Posted by EconomyLand | Posted in Baths and Babes , Byzantine , Holy Land , Roman domestic | Posted on 04:24:00
Introduction: Graeco-Roman domestic sexuality rested on a triad: the wife, the concubine and the courtesan. The fourth century BC Athenian orator Apollodoros made it very clear in his speech Against Neaira quoted by Demosthenes that ‘we have courtesans for pleasure, and concubines for the daily service of our bodies, but wives for the production of legitimate offspring and to have reliable guardians of our household property’. Whatever the reality of this domestic set-up in daily life in ancient Greece, this peculiar type of ‘ménage à trois’ pursued its course unhindered into the Roman period: monogamy de jure appears to have been very much a façade for polygamy de facto. The advent of Christianity upset this delicate equilibrium. By forbidding married men to have concubines on pain of corporal punishment, canon law elaborated at Church councils took away from this triangular system one of its three components. Henceforth, there remained only the wife and the courtesan.

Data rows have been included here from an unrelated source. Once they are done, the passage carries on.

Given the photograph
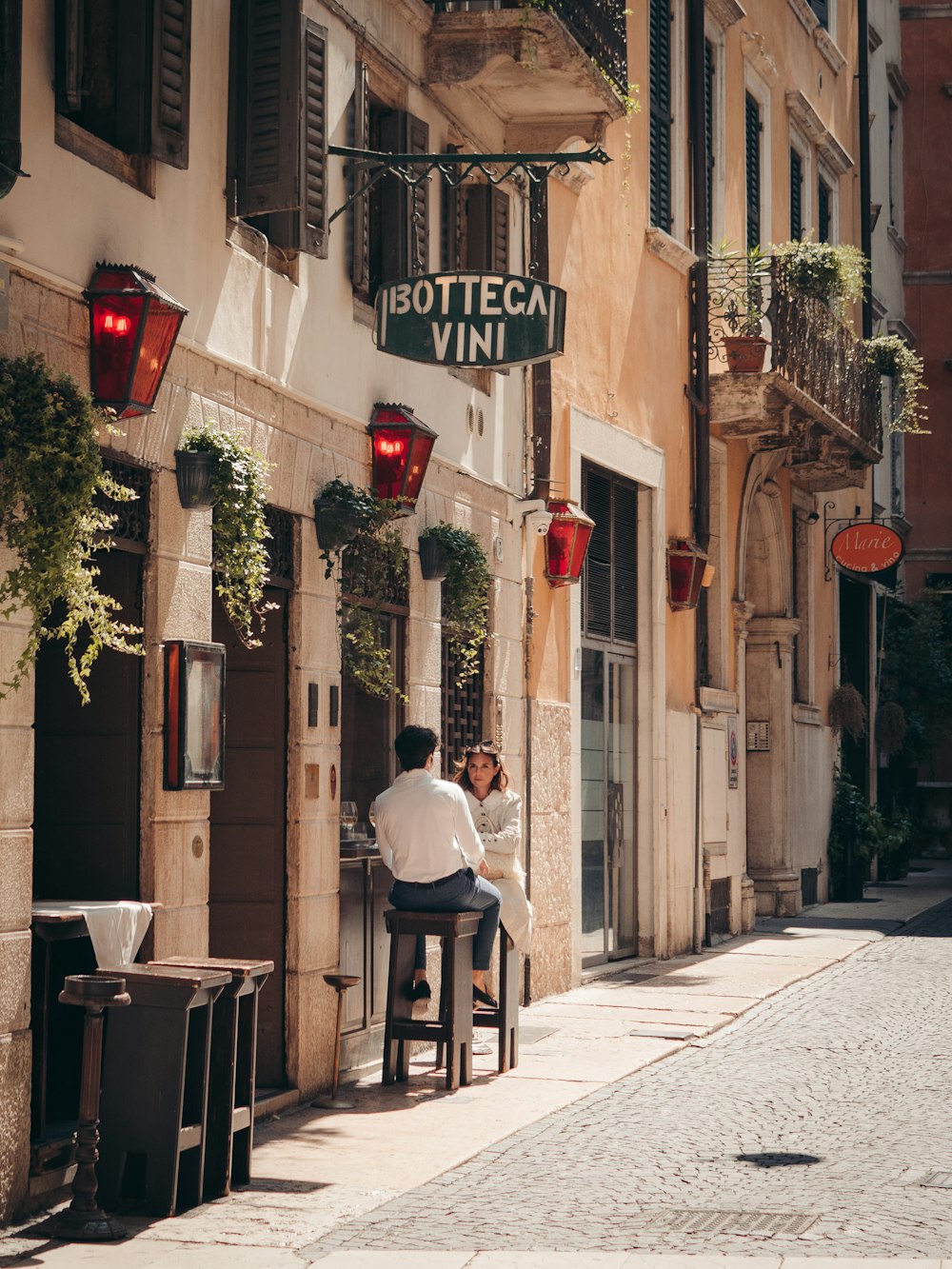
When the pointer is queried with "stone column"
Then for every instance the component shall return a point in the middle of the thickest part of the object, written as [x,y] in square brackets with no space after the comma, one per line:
[768,689]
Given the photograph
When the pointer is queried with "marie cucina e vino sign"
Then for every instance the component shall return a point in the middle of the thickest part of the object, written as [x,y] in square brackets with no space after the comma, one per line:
[471,319]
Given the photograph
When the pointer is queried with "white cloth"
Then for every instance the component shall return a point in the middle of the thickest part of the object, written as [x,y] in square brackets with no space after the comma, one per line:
[117,928]
[425,827]
[498,822]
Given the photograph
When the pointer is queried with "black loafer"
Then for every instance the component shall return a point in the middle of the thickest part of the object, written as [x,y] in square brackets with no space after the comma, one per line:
[482,998]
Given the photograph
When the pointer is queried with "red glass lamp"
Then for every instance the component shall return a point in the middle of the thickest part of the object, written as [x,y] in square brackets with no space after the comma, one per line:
[566,542]
[400,452]
[132,330]
[685,571]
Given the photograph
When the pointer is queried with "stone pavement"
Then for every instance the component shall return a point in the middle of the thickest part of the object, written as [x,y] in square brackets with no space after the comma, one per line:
[735,1104]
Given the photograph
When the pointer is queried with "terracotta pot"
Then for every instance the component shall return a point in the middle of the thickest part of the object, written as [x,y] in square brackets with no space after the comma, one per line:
[193,475]
[434,563]
[745,353]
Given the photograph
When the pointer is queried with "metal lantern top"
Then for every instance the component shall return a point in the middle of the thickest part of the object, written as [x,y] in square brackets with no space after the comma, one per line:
[400,452]
[685,572]
[132,328]
[566,542]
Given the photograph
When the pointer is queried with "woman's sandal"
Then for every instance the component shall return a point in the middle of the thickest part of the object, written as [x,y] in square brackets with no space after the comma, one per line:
[482,999]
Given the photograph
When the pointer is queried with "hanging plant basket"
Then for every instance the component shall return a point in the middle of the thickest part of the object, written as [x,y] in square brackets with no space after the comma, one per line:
[194,475]
[335,525]
[434,559]
[745,353]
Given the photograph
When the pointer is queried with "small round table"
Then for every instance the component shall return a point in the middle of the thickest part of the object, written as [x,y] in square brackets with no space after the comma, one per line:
[339,982]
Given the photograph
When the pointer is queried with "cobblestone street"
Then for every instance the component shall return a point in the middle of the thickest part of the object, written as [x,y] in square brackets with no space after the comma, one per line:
[807,1127]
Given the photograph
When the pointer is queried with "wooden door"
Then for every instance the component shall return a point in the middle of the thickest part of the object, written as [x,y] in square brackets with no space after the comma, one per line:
[248,822]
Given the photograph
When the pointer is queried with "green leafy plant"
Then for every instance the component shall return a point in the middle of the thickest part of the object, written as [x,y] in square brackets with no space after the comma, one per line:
[51,476]
[829,271]
[737,283]
[373,571]
[891,355]
[239,526]
[465,595]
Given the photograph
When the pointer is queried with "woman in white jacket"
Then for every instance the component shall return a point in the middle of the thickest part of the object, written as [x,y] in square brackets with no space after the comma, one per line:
[497,812]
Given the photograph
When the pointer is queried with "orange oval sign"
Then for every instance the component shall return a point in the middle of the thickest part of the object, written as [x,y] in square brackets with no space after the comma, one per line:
[867,548]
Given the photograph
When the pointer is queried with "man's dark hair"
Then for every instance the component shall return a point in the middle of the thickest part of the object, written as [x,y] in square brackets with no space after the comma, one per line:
[414,745]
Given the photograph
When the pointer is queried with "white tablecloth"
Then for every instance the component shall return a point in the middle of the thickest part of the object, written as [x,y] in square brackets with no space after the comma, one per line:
[116,928]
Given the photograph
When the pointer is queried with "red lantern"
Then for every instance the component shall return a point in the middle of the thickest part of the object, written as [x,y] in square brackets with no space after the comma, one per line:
[132,330]
[566,544]
[400,450]
[685,571]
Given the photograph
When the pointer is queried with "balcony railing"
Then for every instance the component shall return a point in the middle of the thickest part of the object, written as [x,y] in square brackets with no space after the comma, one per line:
[597,28]
[807,346]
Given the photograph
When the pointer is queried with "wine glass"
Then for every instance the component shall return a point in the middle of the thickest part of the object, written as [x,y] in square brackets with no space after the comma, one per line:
[348,815]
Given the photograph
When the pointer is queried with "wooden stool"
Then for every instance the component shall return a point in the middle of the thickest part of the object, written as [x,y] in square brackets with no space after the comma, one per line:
[453,1027]
[231,1075]
[506,1020]
[155,1086]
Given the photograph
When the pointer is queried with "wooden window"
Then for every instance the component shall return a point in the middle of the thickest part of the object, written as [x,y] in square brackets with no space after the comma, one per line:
[122,73]
[796,195]
[822,8]
[10,66]
[661,113]
[752,142]
[710,130]
[277,130]
[824,210]
[476,228]
[609,576]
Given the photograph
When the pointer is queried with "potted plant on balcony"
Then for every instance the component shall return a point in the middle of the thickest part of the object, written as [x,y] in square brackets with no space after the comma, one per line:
[829,271]
[737,282]
[893,357]
[52,484]
[465,594]
[238,488]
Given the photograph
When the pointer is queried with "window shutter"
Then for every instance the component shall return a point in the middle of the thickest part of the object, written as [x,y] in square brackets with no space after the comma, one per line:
[360,214]
[268,125]
[822,8]
[598,563]
[796,195]
[823,210]
[625,564]
[171,46]
[69,56]
[312,232]
[661,125]
[486,228]
[708,129]
[10,69]
[752,134]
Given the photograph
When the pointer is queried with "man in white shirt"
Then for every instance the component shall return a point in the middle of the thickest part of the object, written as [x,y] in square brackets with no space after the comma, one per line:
[428,841]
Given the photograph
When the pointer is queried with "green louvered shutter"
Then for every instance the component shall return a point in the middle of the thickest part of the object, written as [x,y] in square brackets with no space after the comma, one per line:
[661,111]
[752,140]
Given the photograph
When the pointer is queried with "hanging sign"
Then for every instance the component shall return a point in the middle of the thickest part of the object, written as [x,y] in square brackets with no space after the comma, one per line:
[471,319]
[868,548]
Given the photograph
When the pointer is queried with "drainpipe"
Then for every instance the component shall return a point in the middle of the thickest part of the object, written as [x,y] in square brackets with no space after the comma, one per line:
[864,193]
[700,397]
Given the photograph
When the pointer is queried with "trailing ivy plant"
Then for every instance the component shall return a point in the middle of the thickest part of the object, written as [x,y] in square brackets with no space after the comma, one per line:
[891,355]
[239,528]
[51,476]
[373,570]
[830,271]
[465,595]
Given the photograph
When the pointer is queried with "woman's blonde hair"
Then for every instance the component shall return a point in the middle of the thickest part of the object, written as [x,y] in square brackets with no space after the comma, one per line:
[501,781]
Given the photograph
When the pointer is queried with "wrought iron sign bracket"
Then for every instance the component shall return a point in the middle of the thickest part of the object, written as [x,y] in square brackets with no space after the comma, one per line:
[372,165]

If we are to believe the Lives of the holy monks of Byzantine Palestine, the Holy Land (in particular the Holy City of Jerusalem, the aim of pilgrimages at the very heart of Christianity) was replete with ‘abodes of lust’ and prostitutes tracked down the monks in their secluded caves near the River Jordan. Thus, we are faced with a paradox: the coexistence of holiness and debauchery, of Christian asceticism and lust. Lest we forget that virtue is meaningless without vice, that holiness cannot exist without lewdness, a fifth century AD Gnostic hymn from Nag-Hammadi in Middle Egypt proclaimed: ‘I am She whom one honours and disdains. / I am the Saint and the prostitute. / I am the virgin and the wife. / I am knowledge and I am ignorance. / I am strength and I am fear. / I am Godless and I am the Greatness of God’.